How the general population will purchase that marijuana has been a matter of some speculation but over the past month, some of the smoke has begun to clear. Provinces will have the power to determine the method of distribution and sale, taxation, and the legal age for cannabis use, and some have started to make their move.
In early September Ontario became the first province to act after the provincial government announced plans to have eventually up to 150 government-run shops selling marijuana, starting next July.
Although the federal government has set the age minimum at 18, the Ontario government has decided to go a step further and push the minimum limit for recreational use to 19. Oversight at the Ontario locations is going to be handled by the same company that handles the government’s liquor stores – the LCBO. But don’t expect to do any all-in-one shopping, as liquor and marijuana will not be sold out of the same location.
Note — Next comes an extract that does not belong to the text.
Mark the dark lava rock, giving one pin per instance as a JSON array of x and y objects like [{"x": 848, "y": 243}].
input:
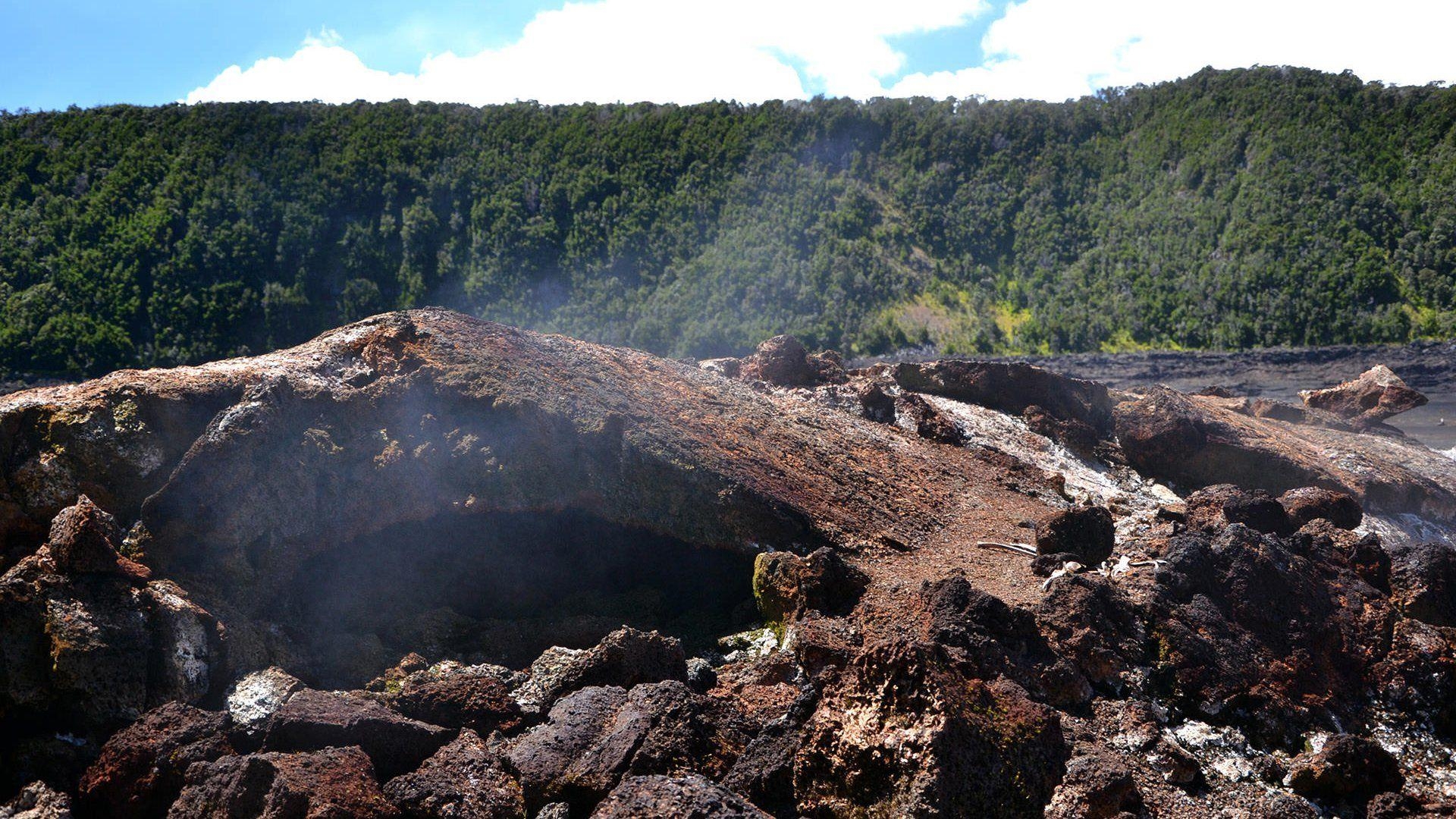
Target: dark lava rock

Shortly after the Ontario announcement, New Brunswick’s Finance Minister revealed that their government plans to set up a crown corporation to deal with the sale of recreational marijuana. To tackle the supply side of the equation, the government has signed a deal with a pair of licensed medical producers who will supply a minimum of five million grams per year.
On Oct. 4, Alberta said they’re going to start selling recreational marijuana using specialized stores, which, like Ontario, won’t be allowed to sell booze, tobacco or pharmaceuticals. Unlike Ontario, Alberta has opted to stick with the federal age limit of 18…
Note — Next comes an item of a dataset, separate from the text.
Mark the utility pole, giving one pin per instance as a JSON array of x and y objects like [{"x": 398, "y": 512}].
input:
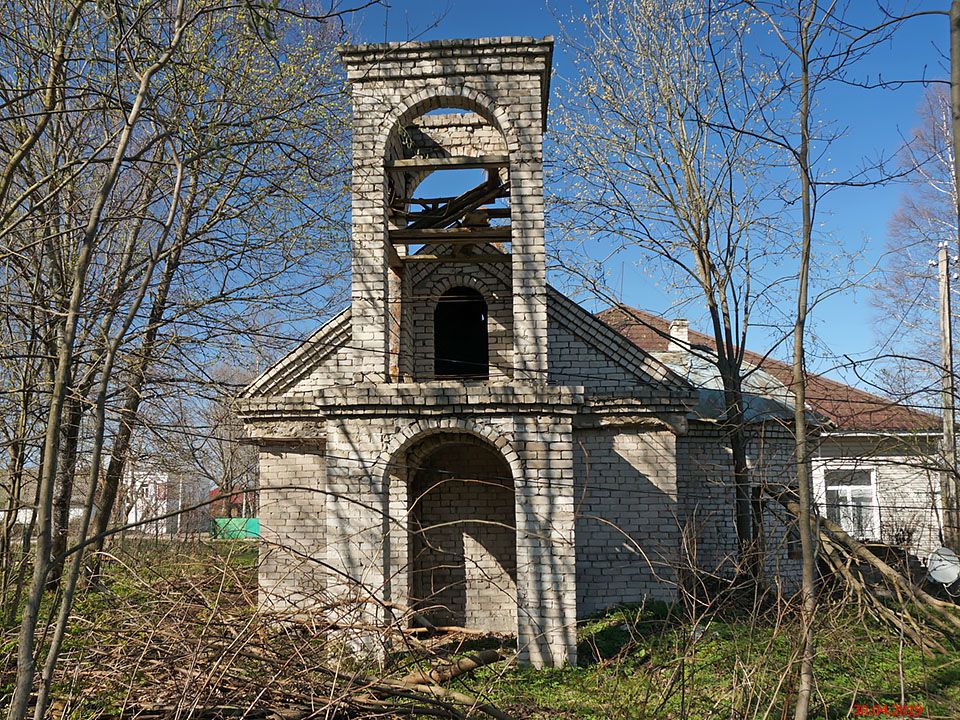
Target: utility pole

Quebec still hasn’t announced whether they’ll follow Ontario’s lead and sell through their own liquor licensing board, although there has been much much speculation that they might take that route. They have set the minimum age at 18.
Media reports indicate Quebec might ban growing at home. The federal government has said they have no problem with members of the public growing up to four cannabis plants per residence, regardless of the number of persons living there, as long as they don’t get any taller than one metre in height.
The remainder of the provinces are still in the process of crafting a framework regarding who will sell marijuana and how they will do it. At a meeting in Edmonton in July, the premiers said if they can’t figure out issues like taxation, public safety, and education, they will ask the Prime Minister to put legalization on hold until they have everything in place. The premiers are set to report back to the federal government on their rate of progress by Nov. 1, but they might not find much wiggle room coming from Ottawa, as Justin Trudeau has said he intends to stick to his timetable.